Nascido a 28 de Novembro de 1932 na Argentina, Barbieri tornou-se conhecido como “Gato” na década de 50 devido à forma como saltava de clube em clube em Buenos Aires, acompanhado pelo seu saxofone, para tocar, conta o The New York Times

El País descreve o seu estilo como “torrencial e quente” e lembra que ele “era considerado um dos grandes saxofonistas contemporâneos e, para muitos, o segundo músico argentino que maior impacto teve no jazz moderno, depois de Lalo Schifrin, em cuja orquestra tocou."

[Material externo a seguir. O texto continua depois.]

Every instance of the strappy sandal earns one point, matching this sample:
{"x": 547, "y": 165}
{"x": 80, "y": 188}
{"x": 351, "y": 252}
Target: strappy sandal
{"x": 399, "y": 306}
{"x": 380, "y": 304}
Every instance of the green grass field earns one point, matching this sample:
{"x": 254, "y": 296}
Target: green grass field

Apesar de ter nascido numa família com vários músicos, o seu interesse pela música só começou quando tinha 12 anos, conta o diário espanhol. Foi quando ouviu pela primeira vez Now’s the Time, de Charlie Parker. Começou por tocar clarinete e só aos 18 anos, quando se mudou para Buenos Aires, deixando a cidade de Rosario, onde nascera, é que se dedicou ao saxofone. 

É ainda o The New York Times que recorda como surgiu a proposta para fazer a banda Sonora de O Último Tango em Paris, recuperando uma entrevista dada por Barbieri em 1997 à Associated Press. “Bernardo [Bertolucci, o realizador] disse-me ‘não quero que a música seja demasiado Hollywood ou demasiado europeia, o que é mais intelectual. Quero que fique no meio’”. Para Gato, o resultado foi “como um casamento entre o filme e a música”. Foi a partir daí que conquistou fama mundial. 

“A música era um mistério para Gato e de cada vez que tocava era uma nova experiência para ele e era assim que ele queria que fosse também para a audiência”, disse a sua mulher, Laura, citada pelo diário norte-americano, depois do anúncio da morte do saxofonista. “Foi para ele uma honra poder, durante todos estes anos, levar a sua música a todo o mundo”.

Apesar de já ter problemas de saúde, Barbieri continuava a tocar todos os meses no Blue Note, onde se apresentou pela última vez no dia 23 de Novembro passado.